Closed bastianilso closed 1 year ago
It would be good to specify the use case of the web application, so we can define precisely what to input and output, and how. For example, will it be necessary to display the datas of multiple participants at once ? This would define if the participant dropdown can select only one value or multiple.
@QuentinDaveau I agree! For now, this is just a first basic iteration.
Later on, the plan is that we will extend the web application to have several tabbed "views".
In one view, we will create a user interface for scrutinizing performance per participant (this will be based on what you are currently doing here). In this view, we will also show some detailed information about an individual participant - for example, we can aggregate information based on the data which says something about whether we see player performance improving, prediction, recommendations etc. You could imagine a therapist for instance using this in a conversation with a patient around goal-setting.
In another view (tab), participant performances can be compared to each other. The goal with this view is different - for instance, this might be to give you an idea of any general patterns between participants, or whether any particular participant is an outlier. In the real setting, this might be useful for therapists in for group meetings to fx discuss changes to their training procedure etc..
I still need to flesh out exactly how this will look and work, for now stay tuned.
@bastianilso understood. Since I've already got a basic UI going on, I'll try to implement as many basic back-end features as possible to simplify the UI creation once we precisely know its design. You can find it here: Whack_A_Mole_RShiny
Currently the UI features:
Any idea of other back-end feature that could be added ?
@QuentinDaveau cool! A few questions:
On a sidenote, please be very wary of using for loops - I know you are not going through data per se in this case in global.R with the for loop, but R implements many more efficient ways to iterate through the data, see this blog post. If you already are familiar with those, then ignore this though. :fish:
@bastianilso Concerning the questions:
When is the dropdown generation happening exactly? When the user clicks the dropdown?
The dropdown generation happens currently at the loading of the application. However it may be triggered at any moment.
Please load db credentials from a separate file which is gitignored.
I'll do it right now.
Concerning the for loop, I had no idea that R had other ways, so thanks for the blog post, it will be really useful !
On a sidenote, after going through the blog post (quite informative), I should precise that I collect the exact datas that I need through my SQL query first (the filtering of desired datas is done through the query). So the for loop are not to iterate through the dataset, but just to generate a new select entry for each element returned by my SQL query.
The dropdown generation happens currently at the loading of the application. However it may be triggered at any moment.
OK. The reason I'm asking is that I have not used this type of structure for an R shiny application before. Usually I fetch all data into R, and then let the dropdown generation happen by going over the data from there (as seen in the example ZIP). This is the simple approach. However, if implemented right I think your approach might be more efficient (I assume we could for instance only query the data from MySQL for the current participant, which when scaled up would be faster). Up to you what you choose.

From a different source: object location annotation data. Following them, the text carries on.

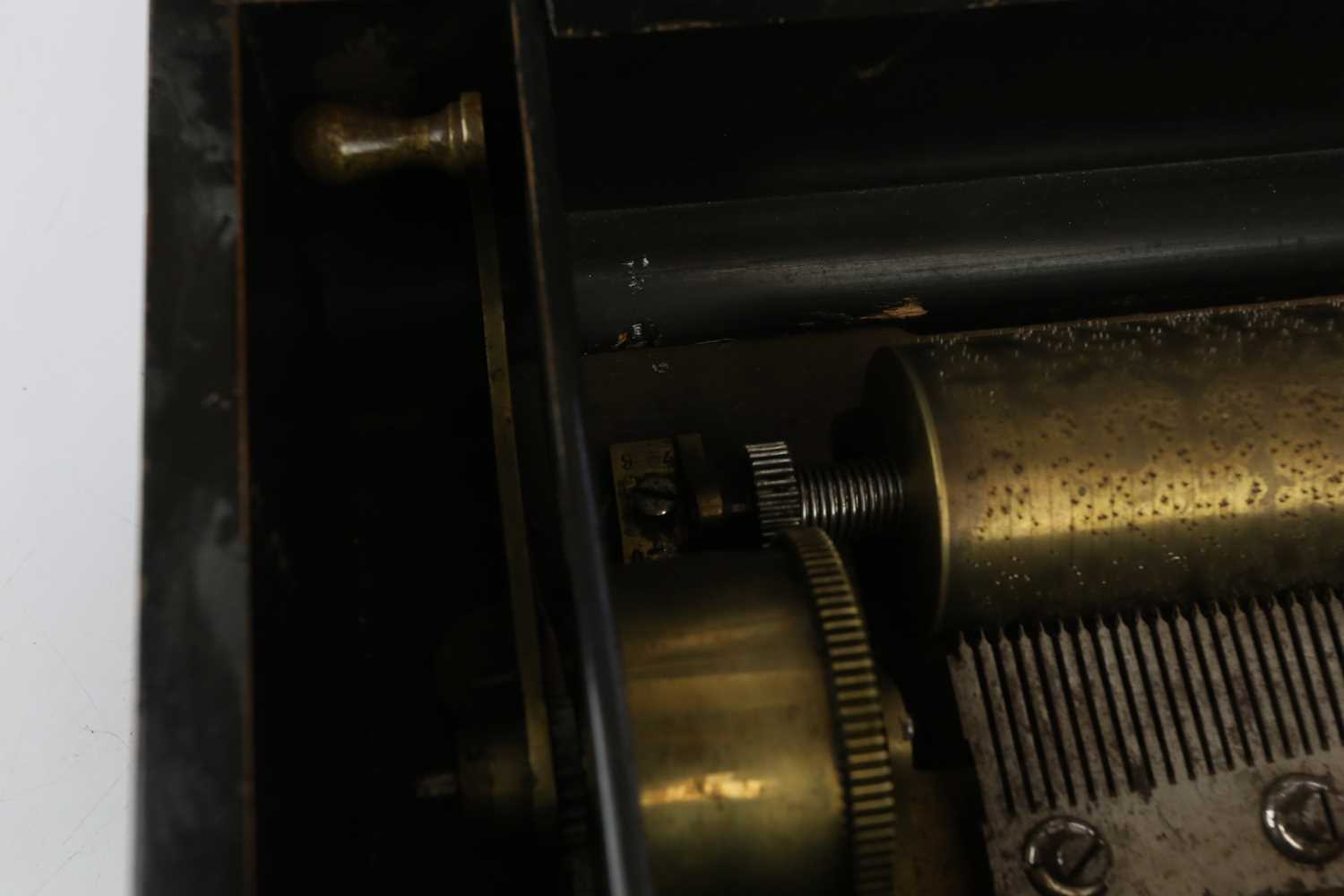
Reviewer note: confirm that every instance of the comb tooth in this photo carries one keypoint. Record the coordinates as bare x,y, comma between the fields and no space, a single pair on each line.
1241,696
1024,740
1164,726
1217,686
1262,710
1144,726
968,673
1308,669
1185,702
1327,657
1139,774
1276,683
1075,702
1039,689
1099,710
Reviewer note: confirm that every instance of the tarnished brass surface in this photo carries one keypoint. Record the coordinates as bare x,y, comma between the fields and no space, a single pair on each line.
1097,466
341,144
733,728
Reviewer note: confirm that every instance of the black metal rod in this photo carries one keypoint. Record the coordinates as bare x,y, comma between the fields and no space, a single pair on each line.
604,696
954,255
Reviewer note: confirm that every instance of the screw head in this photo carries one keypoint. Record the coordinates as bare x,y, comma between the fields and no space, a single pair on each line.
655,495
1303,817
1067,857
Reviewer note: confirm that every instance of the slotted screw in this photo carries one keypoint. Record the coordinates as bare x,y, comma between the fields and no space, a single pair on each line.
1067,857
1303,817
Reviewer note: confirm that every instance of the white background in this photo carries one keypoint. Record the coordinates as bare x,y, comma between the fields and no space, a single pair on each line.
73,78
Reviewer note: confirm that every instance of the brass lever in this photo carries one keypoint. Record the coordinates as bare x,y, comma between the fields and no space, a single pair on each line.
343,144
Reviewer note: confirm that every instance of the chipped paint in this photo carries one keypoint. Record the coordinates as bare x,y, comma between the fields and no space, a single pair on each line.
634,273
908,308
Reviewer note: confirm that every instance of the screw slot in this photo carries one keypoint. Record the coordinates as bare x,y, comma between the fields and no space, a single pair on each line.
1067,857
1303,815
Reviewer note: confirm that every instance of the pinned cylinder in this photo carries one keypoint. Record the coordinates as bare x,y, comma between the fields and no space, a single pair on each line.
1101,466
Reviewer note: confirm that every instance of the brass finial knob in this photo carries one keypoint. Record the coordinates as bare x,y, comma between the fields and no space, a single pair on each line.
341,144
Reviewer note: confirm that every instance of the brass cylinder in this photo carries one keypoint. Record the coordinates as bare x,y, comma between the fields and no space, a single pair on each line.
1099,466
734,742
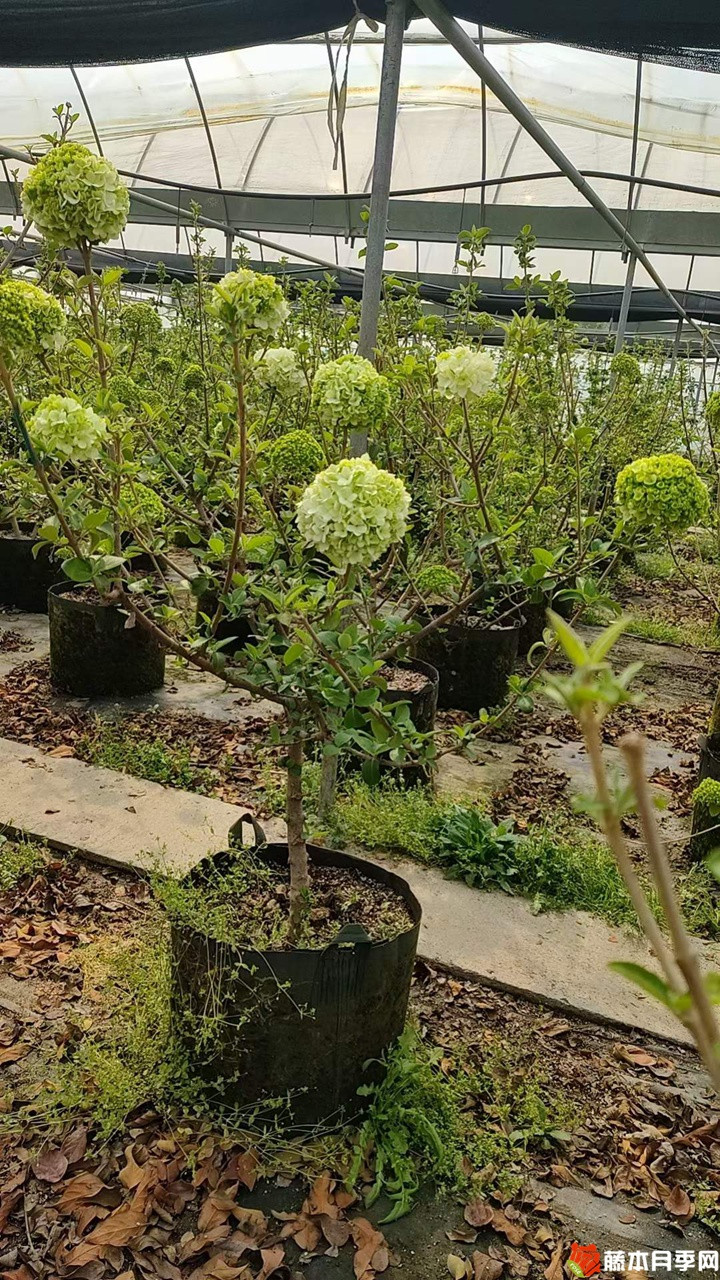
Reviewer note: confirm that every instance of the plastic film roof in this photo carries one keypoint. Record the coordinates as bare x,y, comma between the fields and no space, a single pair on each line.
267,112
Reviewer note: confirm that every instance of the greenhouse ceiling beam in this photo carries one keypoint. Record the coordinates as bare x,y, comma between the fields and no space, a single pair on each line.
575,227
382,182
482,65
213,224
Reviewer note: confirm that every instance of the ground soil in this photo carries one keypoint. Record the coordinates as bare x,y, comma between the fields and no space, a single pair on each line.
404,680
645,1132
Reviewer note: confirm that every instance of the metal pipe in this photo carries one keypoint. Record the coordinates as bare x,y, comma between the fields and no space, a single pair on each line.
212,223
379,197
625,305
481,64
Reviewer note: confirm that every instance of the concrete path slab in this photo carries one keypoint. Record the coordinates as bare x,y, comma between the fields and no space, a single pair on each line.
105,814
557,958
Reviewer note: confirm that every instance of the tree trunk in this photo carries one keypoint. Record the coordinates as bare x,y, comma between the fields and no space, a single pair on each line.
328,786
297,850
714,727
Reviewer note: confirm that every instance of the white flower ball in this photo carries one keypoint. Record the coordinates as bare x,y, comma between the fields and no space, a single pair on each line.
279,371
63,429
352,512
464,371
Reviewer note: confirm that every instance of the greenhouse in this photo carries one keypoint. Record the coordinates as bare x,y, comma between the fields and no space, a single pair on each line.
359,640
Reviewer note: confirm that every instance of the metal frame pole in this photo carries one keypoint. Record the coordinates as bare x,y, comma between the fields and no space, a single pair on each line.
625,305
481,64
382,177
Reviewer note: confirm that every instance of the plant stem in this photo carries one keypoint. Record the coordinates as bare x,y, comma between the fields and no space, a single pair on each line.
296,846
706,1032
39,469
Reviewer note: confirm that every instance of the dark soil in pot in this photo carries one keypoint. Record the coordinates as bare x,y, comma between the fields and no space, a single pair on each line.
297,1023
709,762
237,631
92,650
26,577
533,627
474,657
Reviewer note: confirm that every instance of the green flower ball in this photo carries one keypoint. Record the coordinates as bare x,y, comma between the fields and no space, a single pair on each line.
627,368
249,302
63,429
438,581
349,393
31,320
662,492
140,323
126,391
73,195
295,457
192,378
352,512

Please load db credentials from a separate file which is gitignored.
I'll do it right now.
Thanks. The server is accessible from public and is receiving many thousand hits per second, so having credentials exposed is a big security risk.
Concerning the for loop, I had no idea that R had other ways, so thanks for the blog post, it will be really useful !
You're welcome! Yes, with R it is very easy to think everything in for loops or while loops, like in any other normal language. But in 99% of cases you really dont want to go there, trust me. :-)
For making the UI and graphs, I would be interested in whether you could make use of Plot.ly to create interactive graphs. In case you are looking for a library to start from.
@QuentinDaveau please rebase and force-push the Whack_A_Mole_RShiny repository. Currently one of the commits exposes credentials. ;-)
@bastianilso Thought I had done it. Now it should be all good.
@bastianilso For the January experient, it would be nice to specify what would be needed in the Shiny app. Currently it has the hits/misses heatmap. I think adding some kind of timeline would be quite useful. If you have any idea of other graph to add or think of any feature, please let me know.
@QuentinDaveau You're completely right. Lars (our collaborator) from the rehabilitation context is arriving to CREATE tomorrow - We'll design new visualizations for Whack-A-Mole, based on feedback from him. 👍
in the current UI it's not clear what the colouring of the data maps to. -2 ? is that if it expired? this would be problematic as poor performance is at the higher end (e.g. 6 sec.) and good performance is low.
should this be a separate issue instead?
It's normal that it's not clear, that's because it is not finished :D It is the hit and miss ratio, it has nothing to do with the time. However it is good to keep in mind that it has nothing to do with the new planned RShiny application
It is here more as a placeholder/proof of concept, nothing more.
This is an initial design for the R Shiny Web UI for Whack-A-Mole VR. The first UI will focus on depicting Hits, as they accumulate over time.